The Internet can be a great place for education, creativity and entertainment.

Young people find social media an important part of everyone life.

In a recent survey carried out for CBBC, Newsround it suggests that more than three quarters of children aged 10 to 12 in the UK have social media accounts, even though they are below the age limit. One in five young people have faced online bullying, and four out of five young people have seen ‘online have’, such as offensive or threatening language.

Another worrying statistic that came out of recent surveys is that thirty seven per cent of 10 – 12 years old with a social media account say they have made friends online with someone they’ve not met in person.

The UK Safer Internet Centre is launching the ‘Creating a Better Internet for All report’ after carrying out research with 1,512 young people aged 3 – 18 years, exploring young people’s attitudes, experiences and responses to positive and negative of being online.

  • 94 per cent of young people believe that no one should be targeted with online hate, however
  • 82 per cent have seen or heard something hateful about certain groups on the Internet.
  • 35 per cent of young people said that online hate is something they worry about, whilst
  • 74 per cent said that online hate makes them more careful about what they share online.

We need to empower young people with the knowledge, skills and confidence to ensure they are equipped to deal with online hate.  It is important that young people keep themselves safe online, here is some advice for young people to make the internet a place for kindness and respect.

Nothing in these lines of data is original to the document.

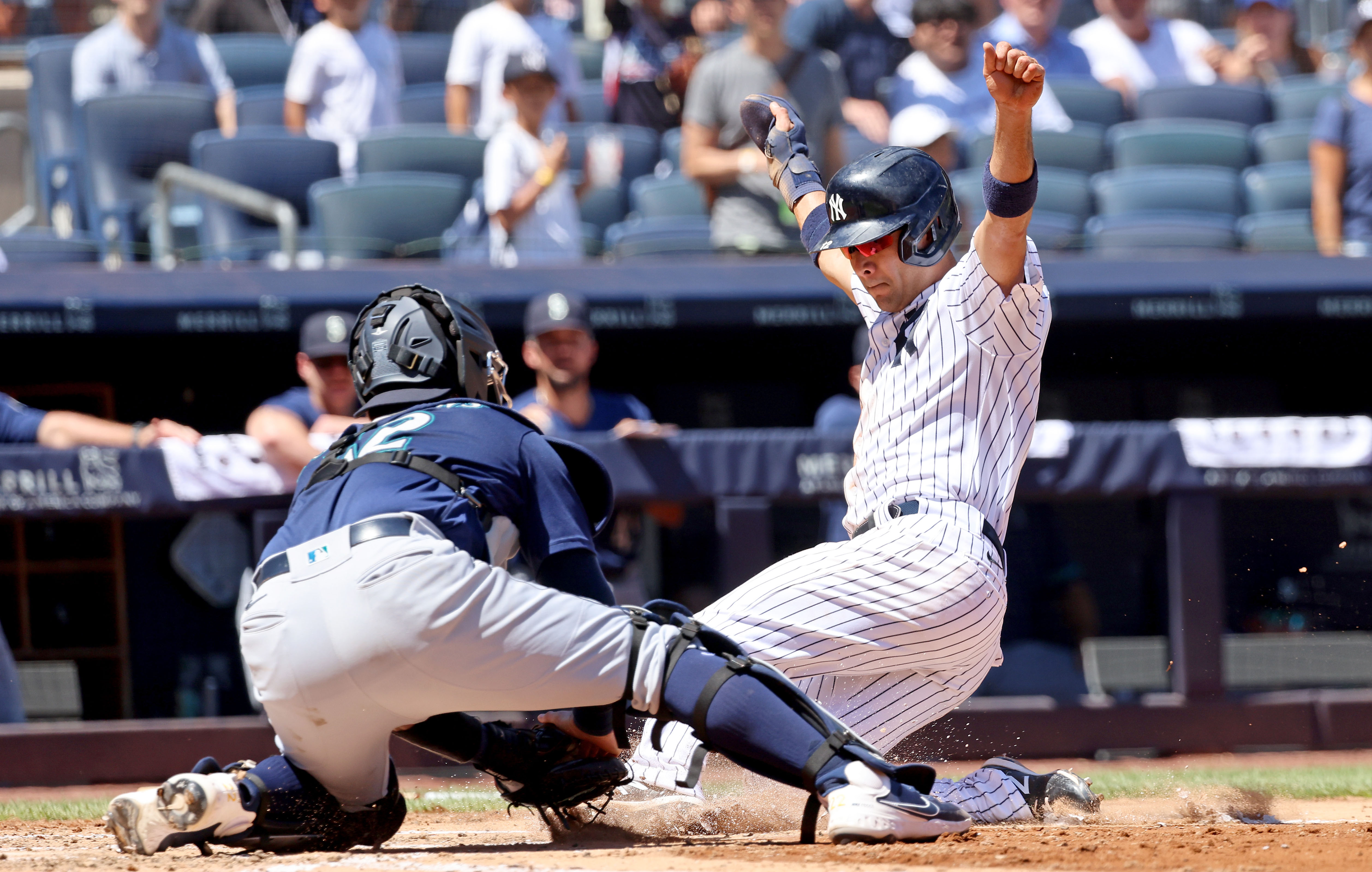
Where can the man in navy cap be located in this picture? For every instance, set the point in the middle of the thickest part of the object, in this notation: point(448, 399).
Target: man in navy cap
point(562, 349)
point(323, 408)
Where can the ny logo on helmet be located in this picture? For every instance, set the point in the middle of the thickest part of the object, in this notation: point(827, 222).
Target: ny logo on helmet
point(836, 208)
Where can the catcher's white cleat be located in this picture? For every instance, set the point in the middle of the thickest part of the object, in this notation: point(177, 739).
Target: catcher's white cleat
point(870, 808)
point(187, 809)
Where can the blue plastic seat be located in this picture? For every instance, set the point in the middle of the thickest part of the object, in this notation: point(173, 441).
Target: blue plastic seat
point(662, 235)
point(1299, 97)
point(1180, 142)
point(1278, 231)
point(1080, 149)
point(1282, 141)
point(423, 103)
point(51, 128)
point(126, 139)
point(1168, 189)
point(386, 215)
point(1153, 231)
point(270, 160)
point(1086, 99)
point(1278, 187)
point(254, 58)
point(1246, 106)
point(674, 195)
point(420, 147)
point(261, 106)
point(425, 57)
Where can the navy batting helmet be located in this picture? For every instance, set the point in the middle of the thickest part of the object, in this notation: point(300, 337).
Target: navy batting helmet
point(891, 190)
point(415, 345)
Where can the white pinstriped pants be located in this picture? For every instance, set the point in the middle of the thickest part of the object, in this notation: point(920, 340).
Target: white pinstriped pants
point(890, 631)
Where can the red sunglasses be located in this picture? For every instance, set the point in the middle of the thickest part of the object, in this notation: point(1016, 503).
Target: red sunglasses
point(868, 249)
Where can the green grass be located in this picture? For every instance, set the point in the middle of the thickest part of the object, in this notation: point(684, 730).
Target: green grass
point(1300, 783)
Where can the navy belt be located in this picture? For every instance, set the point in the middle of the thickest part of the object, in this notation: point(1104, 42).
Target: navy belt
point(899, 510)
point(357, 533)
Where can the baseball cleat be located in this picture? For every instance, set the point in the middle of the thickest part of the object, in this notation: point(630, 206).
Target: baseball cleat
point(1061, 789)
point(189, 809)
point(868, 809)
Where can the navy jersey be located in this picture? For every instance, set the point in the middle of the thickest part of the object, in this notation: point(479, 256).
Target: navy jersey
point(298, 403)
point(18, 424)
point(607, 411)
point(503, 459)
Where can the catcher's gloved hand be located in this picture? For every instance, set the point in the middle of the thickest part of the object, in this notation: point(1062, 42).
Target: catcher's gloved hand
point(541, 768)
point(788, 156)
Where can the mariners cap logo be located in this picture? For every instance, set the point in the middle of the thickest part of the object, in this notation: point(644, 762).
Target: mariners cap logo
point(836, 204)
point(559, 309)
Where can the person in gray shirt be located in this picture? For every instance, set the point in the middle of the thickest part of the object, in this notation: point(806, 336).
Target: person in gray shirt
point(717, 151)
point(139, 47)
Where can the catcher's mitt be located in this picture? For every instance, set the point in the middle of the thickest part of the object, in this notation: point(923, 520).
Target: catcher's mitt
point(541, 768)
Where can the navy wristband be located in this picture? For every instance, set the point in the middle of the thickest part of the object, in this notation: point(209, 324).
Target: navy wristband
point(814, 230)
point(1006, 200)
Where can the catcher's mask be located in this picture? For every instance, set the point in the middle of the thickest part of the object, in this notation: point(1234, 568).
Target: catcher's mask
point(416, 345)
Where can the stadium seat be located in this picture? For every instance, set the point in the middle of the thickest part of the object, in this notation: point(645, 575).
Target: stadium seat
point(1160, 230)
point(386, 215)
point(1299, 97)
point(590, 102)
point(1218, 102)
point(254, 58)
point(672, 147)
point(40, 246)
point(1180, 142)
point(592, 57)
point(1282, 141)
point(270, 160)
point(1278, 187)
point(420, 147)
point(1082, 149)
point(666, 235)
point(1278, 231)
point(425, 57)
point(423, 103)
point(51, 128)
point(1086, 99)
point(263, 106)
point(1150, 189)
point(676, 195)
point(126, 139)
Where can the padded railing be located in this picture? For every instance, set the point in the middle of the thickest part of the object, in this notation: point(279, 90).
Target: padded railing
point(241, 197)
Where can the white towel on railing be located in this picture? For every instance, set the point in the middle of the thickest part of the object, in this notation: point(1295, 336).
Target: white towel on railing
point(1311, 443)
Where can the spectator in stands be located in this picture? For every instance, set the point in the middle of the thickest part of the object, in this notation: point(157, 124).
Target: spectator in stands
point(927, 128)
point(717, 150)
point(139, 47)
point(1341, 154)
point(532, 203)
point(345, 79)
point(648, 61)
point(1267, 49)
point(1032, 27)
point(837, 417)
point(946, 73)
point(560, 349)
point(300, 424)
point(1132, 51)
point(484, 42)
point(866, 47)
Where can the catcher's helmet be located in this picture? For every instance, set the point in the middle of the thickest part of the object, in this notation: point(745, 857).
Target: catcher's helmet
point(891, 190)
point(415, 345)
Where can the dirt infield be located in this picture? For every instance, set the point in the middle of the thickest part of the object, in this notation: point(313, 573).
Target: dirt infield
point(754, 825)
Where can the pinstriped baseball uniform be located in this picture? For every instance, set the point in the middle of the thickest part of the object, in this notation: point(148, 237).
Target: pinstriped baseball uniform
point(899, 625)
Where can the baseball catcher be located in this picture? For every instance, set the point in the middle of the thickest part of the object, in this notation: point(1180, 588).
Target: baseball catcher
point(383, 606)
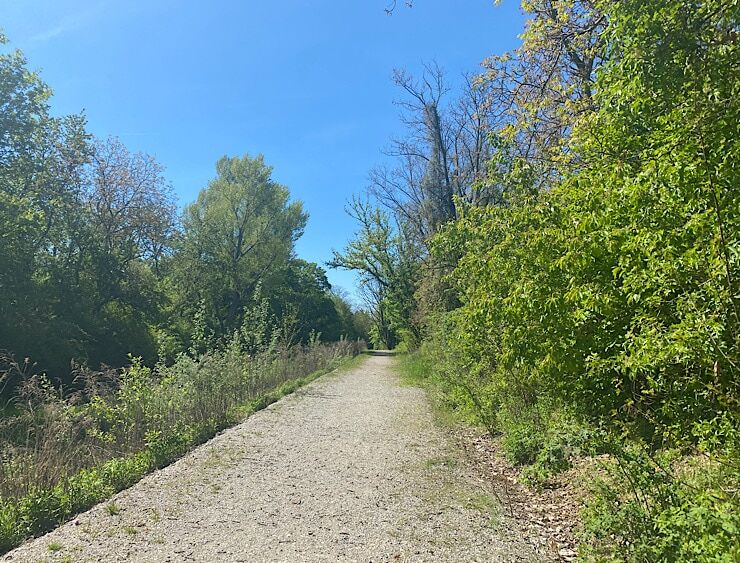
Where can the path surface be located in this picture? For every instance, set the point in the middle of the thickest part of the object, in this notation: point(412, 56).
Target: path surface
point(349, 468)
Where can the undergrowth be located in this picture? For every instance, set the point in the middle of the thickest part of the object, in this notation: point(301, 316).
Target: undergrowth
point(64, 452)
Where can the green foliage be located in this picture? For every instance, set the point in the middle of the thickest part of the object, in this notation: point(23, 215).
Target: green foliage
point(146, 421)
point(602, 313)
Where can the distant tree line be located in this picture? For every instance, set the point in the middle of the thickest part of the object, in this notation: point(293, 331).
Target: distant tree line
point(96, 262)
point(561, 240)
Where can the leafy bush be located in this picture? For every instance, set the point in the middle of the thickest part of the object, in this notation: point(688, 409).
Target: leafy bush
point(63, 453)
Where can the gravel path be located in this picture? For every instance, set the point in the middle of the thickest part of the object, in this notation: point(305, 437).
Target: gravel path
point(349, 468)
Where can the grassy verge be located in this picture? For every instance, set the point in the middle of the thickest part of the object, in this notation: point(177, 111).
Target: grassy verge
point(43, 508)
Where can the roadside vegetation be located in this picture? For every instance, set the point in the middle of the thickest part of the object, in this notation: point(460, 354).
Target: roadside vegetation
point(132, 331)
point(559, 249)
point(63, 453)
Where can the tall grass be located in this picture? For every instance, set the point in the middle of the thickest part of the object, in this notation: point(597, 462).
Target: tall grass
point(61, 452)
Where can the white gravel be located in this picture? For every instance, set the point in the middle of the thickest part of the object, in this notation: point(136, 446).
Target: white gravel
point(350, 468)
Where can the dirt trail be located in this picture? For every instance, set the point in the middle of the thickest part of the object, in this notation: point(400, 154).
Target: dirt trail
point(349, 468)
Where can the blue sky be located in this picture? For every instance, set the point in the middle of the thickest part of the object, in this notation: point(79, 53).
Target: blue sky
point(306, 83)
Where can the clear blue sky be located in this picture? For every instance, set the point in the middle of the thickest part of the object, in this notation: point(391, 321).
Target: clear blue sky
point(305, 82)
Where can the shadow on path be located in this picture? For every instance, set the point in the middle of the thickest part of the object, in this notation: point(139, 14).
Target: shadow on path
point(380, 353)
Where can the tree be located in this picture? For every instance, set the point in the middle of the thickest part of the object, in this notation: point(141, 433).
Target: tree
point(241, 228)
point(387, 272)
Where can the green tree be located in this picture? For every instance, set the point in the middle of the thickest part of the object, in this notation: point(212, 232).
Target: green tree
point(241, 229)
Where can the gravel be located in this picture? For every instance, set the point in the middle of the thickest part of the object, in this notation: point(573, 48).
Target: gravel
point(352, 467)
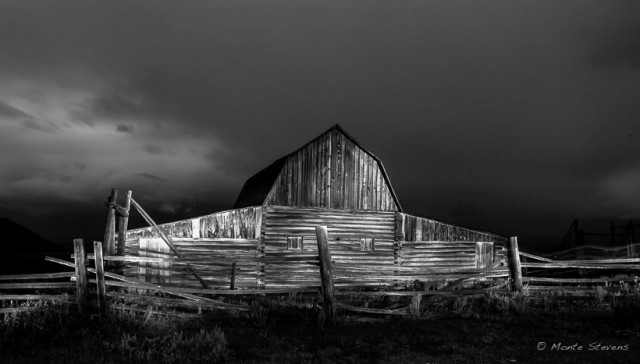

  • Think about what you are posting, would you say or do this to someone face to face?
  • Be careful of what information you share, if you wouldn’t want to share this will your Grandparent or your Teacher, don’t share it online.
  • Be careful what you chat about, don’t share personal information like your phone number, your address and where you go to school.
  • Keep your private stuff private, use the privacy settings which enable you to choose what information you share.
  • If you are put under pressure its ok to say NO, stop what you are doing and tell a safe, trusted adult, you won’t get into trouble and they will be able to help you.
  • If everyone reports online hate when they see it maybe it can be stopped.


Being Safe Online

One of our therapists recently attended some training on how to keep safe online. They wanted to share some of information with you that they thought might be helpful.

The internet can be a magical place, but it is important that it is used safely. Everything you do online is captured forever. You wouldn’t leave your front door open to strangers, and so it is important to create a sensible password and use different password for each account.

If you wouldn’t do it face to face, you shouldn’t do it online. You wouldn’t go up to a complete stranger and start a conversation. Remember not to say things online that you wouldn’t talk about in conversations with your family.

Don’t be put under pressure to do something you don’t want to do. Ask yourself ‘Why am I doing this’? If someone cares about you they would not put you under pressure.

Would you put this information on a notice board?

Once it’s gone – it’s gone, and you can lose control of it.

Think before you send and share.

It could affect you or someone else.

If you wouldn’t want your parents to see it, then don’t post it.

Remember it you are under 18 years old. It’s illegal to take or share an indecent picture of yourself, or to look at or share someone else’s.

If you are affected by bullying please talk to someone you can trust for help and support.